# Outlook-Nachricht: Jeden Link in neuem fenster öffnen



## daDom (23. Oktober 2003)

Wenn ich ne eMail hab, und nen Link drin öffnet sich, wie es sich gehört ein neues fenster.

Aber wenn ich dann kurz danach wieder nen Link in outlook klicke, öffnet sich die Seite auch in dem gleichen fenster.

Wo kann ich das einstellen, das sich Links immer in einem *neuen* Fenster öffnen?


----------



## edvkicki (30. Januar 2004)

Hallo,

ich hatte das selbe Problem. Die Lösung ist sehr einfach.

Diese Lösung funktioniert bei mir mit IE und Netscape.

1.Systemsteuerung/internetoptionen/Allgemein
2. Unter dem 2 Punkt Temporäre Internetdateien --> Einstellung wählen
3.  Bei jedem Zugriff auf die Seite wählen

Anhang zeigt die Einstellung (Hoffe er ist dabei und nicht gelöscht worden)

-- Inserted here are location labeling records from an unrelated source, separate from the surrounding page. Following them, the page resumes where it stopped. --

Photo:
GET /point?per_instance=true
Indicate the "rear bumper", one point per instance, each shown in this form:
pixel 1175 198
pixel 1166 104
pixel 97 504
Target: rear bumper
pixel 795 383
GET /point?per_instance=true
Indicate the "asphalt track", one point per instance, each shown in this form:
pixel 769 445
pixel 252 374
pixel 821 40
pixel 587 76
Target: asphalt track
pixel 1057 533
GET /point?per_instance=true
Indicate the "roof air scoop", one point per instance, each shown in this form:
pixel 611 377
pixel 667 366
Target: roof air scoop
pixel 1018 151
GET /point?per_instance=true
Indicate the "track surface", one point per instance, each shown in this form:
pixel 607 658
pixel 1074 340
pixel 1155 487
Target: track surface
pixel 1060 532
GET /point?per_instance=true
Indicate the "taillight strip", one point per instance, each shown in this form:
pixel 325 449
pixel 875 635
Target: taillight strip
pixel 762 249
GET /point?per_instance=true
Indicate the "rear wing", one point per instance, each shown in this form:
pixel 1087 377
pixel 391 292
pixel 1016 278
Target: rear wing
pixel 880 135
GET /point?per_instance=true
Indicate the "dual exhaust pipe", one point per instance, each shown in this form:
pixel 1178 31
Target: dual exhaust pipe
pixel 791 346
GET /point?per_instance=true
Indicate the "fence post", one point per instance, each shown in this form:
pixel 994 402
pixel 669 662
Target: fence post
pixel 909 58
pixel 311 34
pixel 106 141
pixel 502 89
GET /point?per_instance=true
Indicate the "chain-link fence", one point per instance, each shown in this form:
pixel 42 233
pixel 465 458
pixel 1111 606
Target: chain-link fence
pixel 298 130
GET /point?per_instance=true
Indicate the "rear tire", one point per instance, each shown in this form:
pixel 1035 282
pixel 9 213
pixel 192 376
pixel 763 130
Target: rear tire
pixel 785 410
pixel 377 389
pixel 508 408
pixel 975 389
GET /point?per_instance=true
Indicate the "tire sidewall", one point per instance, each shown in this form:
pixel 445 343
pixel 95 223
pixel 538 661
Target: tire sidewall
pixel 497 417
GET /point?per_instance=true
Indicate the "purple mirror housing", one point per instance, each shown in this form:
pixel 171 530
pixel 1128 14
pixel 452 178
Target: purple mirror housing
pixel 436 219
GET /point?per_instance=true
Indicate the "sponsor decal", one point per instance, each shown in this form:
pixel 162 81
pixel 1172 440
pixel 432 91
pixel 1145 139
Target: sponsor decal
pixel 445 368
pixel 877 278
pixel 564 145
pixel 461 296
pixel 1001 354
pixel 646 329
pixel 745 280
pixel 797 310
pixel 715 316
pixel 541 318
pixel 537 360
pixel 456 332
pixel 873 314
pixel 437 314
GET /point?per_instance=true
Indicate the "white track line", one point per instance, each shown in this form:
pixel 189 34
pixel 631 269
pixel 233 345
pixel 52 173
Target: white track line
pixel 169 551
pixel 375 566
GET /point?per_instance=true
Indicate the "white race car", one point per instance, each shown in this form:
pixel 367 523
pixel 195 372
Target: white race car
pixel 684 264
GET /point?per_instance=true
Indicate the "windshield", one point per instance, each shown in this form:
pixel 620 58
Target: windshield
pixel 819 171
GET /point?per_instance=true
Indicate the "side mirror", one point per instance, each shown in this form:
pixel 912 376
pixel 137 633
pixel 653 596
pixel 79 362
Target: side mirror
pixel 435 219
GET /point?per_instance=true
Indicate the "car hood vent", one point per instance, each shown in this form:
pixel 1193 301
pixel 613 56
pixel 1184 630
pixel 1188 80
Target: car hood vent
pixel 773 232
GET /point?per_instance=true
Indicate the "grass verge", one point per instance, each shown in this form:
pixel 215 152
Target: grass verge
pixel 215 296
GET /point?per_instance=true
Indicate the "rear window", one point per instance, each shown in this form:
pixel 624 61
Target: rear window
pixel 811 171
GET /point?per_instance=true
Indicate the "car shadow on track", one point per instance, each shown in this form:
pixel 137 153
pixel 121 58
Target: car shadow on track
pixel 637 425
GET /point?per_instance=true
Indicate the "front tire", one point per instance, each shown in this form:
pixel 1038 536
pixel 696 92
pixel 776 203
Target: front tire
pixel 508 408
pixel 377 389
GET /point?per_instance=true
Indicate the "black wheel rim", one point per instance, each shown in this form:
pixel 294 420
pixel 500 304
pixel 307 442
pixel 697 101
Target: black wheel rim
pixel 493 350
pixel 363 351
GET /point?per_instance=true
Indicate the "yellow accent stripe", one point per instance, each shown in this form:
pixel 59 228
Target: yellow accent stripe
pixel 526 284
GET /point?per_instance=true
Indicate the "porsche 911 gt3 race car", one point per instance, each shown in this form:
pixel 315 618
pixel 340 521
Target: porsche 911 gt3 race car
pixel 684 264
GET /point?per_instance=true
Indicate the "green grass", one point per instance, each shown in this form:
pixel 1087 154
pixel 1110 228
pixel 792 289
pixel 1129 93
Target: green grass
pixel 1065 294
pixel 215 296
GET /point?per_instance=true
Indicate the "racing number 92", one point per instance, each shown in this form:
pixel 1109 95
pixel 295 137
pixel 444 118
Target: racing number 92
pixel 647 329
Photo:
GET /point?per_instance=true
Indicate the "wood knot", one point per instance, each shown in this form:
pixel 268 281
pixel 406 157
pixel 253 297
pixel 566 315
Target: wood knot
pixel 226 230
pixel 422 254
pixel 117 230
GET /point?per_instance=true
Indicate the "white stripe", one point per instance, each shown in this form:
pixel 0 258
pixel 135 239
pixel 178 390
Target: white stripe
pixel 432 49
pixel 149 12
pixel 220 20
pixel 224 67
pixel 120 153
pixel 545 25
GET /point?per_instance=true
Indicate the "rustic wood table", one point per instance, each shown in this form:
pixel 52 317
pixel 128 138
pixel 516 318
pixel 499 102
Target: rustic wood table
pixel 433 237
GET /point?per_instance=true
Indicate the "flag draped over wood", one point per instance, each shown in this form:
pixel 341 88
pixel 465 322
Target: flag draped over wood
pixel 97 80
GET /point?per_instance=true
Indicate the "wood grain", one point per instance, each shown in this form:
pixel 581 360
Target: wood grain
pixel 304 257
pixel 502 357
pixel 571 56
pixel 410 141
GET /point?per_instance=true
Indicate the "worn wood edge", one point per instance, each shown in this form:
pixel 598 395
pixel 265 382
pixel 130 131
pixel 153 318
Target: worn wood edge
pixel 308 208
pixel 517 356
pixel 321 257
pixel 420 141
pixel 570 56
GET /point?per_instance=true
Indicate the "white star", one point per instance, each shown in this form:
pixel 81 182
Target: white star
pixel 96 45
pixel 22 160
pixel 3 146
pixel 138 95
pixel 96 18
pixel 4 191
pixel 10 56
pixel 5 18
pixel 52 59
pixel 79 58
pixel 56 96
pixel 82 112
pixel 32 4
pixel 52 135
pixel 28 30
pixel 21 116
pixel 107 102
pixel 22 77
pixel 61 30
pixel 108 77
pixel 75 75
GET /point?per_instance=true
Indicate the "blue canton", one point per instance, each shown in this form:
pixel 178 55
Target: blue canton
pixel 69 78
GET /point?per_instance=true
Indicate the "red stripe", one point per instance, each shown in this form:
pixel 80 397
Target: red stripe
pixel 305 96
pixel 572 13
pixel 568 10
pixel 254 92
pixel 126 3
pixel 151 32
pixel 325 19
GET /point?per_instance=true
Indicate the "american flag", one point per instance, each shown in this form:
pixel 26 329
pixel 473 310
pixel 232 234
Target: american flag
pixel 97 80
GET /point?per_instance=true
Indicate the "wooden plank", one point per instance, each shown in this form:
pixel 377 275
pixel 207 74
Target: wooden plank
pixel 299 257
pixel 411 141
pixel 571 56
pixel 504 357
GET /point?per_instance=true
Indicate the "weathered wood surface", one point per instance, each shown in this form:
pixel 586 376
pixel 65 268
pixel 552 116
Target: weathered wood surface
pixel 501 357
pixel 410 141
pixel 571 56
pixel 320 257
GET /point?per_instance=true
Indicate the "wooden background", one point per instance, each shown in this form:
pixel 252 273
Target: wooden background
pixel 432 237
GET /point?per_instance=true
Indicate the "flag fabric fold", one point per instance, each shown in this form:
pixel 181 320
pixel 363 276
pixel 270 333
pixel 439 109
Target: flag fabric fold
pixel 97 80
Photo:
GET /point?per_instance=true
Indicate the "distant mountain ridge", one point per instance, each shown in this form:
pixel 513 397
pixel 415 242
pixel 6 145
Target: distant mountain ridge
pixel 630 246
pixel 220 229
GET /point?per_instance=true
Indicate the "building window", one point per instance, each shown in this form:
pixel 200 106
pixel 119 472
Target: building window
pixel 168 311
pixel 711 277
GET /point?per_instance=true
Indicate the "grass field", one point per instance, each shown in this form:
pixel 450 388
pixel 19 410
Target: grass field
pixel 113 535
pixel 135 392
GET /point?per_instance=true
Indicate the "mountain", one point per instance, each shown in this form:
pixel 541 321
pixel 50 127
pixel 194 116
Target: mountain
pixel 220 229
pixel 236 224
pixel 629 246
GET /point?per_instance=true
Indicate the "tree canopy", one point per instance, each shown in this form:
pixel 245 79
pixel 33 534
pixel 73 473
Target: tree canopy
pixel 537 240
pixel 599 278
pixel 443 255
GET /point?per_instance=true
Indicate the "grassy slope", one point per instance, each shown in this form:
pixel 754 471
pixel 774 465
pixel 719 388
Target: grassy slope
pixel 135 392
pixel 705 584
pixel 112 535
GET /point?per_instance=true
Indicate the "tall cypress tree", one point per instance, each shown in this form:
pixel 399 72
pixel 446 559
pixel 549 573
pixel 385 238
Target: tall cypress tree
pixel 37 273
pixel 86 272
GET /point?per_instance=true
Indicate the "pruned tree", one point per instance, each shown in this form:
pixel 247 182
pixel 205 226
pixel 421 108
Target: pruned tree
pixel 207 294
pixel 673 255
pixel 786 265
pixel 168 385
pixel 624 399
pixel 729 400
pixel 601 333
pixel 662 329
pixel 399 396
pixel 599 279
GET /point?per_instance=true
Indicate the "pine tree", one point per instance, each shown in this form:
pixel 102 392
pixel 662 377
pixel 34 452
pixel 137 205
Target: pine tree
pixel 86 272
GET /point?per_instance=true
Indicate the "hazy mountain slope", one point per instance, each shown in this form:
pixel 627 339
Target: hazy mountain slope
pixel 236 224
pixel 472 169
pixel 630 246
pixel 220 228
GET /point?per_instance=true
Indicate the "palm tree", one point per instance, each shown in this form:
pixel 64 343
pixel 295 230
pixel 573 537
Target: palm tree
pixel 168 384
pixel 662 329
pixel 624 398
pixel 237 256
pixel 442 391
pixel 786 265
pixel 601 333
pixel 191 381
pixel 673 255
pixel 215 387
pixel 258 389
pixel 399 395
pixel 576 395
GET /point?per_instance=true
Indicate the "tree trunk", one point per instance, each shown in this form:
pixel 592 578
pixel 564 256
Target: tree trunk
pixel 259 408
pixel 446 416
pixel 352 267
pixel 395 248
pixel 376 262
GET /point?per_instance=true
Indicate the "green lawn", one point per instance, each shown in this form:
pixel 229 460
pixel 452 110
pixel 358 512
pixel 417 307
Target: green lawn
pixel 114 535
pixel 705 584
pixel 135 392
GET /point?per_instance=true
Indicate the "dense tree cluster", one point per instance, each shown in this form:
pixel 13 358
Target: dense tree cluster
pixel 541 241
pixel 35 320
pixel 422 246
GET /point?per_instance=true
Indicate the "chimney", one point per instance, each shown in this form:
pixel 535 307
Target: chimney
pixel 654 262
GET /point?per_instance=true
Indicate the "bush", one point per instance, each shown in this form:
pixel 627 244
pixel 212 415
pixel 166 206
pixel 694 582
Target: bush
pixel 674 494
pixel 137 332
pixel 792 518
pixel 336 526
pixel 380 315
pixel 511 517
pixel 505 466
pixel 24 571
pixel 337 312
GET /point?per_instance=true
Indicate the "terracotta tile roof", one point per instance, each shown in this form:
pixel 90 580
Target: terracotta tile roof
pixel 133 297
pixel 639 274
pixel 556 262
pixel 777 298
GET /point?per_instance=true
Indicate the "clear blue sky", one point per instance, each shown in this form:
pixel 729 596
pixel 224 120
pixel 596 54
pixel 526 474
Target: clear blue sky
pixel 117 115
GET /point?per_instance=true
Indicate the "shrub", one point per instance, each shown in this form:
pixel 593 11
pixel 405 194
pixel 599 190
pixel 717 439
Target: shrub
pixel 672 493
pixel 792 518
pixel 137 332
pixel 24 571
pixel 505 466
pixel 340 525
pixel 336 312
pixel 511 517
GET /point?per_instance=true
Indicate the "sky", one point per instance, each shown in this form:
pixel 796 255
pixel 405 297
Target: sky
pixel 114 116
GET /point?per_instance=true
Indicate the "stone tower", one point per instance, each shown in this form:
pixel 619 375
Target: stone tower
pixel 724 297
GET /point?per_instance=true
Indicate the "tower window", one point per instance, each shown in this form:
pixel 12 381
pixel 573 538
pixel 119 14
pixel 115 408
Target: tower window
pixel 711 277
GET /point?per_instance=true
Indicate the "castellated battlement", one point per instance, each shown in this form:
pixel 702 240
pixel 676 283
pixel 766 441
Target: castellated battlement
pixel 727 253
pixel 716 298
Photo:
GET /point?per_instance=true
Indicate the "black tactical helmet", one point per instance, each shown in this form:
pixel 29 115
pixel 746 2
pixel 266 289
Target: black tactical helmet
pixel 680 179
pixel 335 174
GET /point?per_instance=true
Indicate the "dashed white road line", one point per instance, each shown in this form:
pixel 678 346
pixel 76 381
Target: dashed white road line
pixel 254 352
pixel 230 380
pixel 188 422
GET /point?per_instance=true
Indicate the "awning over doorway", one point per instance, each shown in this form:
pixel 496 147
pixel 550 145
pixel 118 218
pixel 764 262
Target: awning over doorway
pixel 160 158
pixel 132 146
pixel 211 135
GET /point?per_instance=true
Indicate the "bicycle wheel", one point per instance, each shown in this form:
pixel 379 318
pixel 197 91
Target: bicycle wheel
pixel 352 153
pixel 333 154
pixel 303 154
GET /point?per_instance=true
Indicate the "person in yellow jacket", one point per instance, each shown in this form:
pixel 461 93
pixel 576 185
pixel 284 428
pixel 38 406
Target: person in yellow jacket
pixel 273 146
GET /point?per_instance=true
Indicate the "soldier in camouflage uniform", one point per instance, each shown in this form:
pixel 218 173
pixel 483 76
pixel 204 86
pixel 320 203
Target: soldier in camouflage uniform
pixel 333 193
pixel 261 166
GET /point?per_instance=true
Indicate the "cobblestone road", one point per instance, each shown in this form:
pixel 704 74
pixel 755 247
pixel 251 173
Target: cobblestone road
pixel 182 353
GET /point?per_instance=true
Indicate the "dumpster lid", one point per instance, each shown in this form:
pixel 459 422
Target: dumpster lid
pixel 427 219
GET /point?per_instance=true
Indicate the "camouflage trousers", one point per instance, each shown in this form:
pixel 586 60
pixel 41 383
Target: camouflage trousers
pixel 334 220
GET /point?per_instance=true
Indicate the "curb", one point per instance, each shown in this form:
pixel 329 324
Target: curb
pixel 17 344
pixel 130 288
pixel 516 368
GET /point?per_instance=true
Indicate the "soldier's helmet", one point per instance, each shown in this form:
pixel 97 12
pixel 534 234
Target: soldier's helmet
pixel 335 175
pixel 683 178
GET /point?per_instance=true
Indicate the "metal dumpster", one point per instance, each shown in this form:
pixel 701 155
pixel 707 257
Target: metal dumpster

Jetzt müsste bei jedem Link von Outlook eine neue Seite geöffnet werden.


MFG
EDV SERVICE KICKINGER
www.knete.net


----------



## dsfad (11. Juli 2004)

Hi
klappt nicht!
Tschau


----------



## danube (11. Juli 2004)

Beim IE:

Optionen->Erweitert-> "Verknüpfungen im gleichen Fenster öffnen" deaktivieren


----------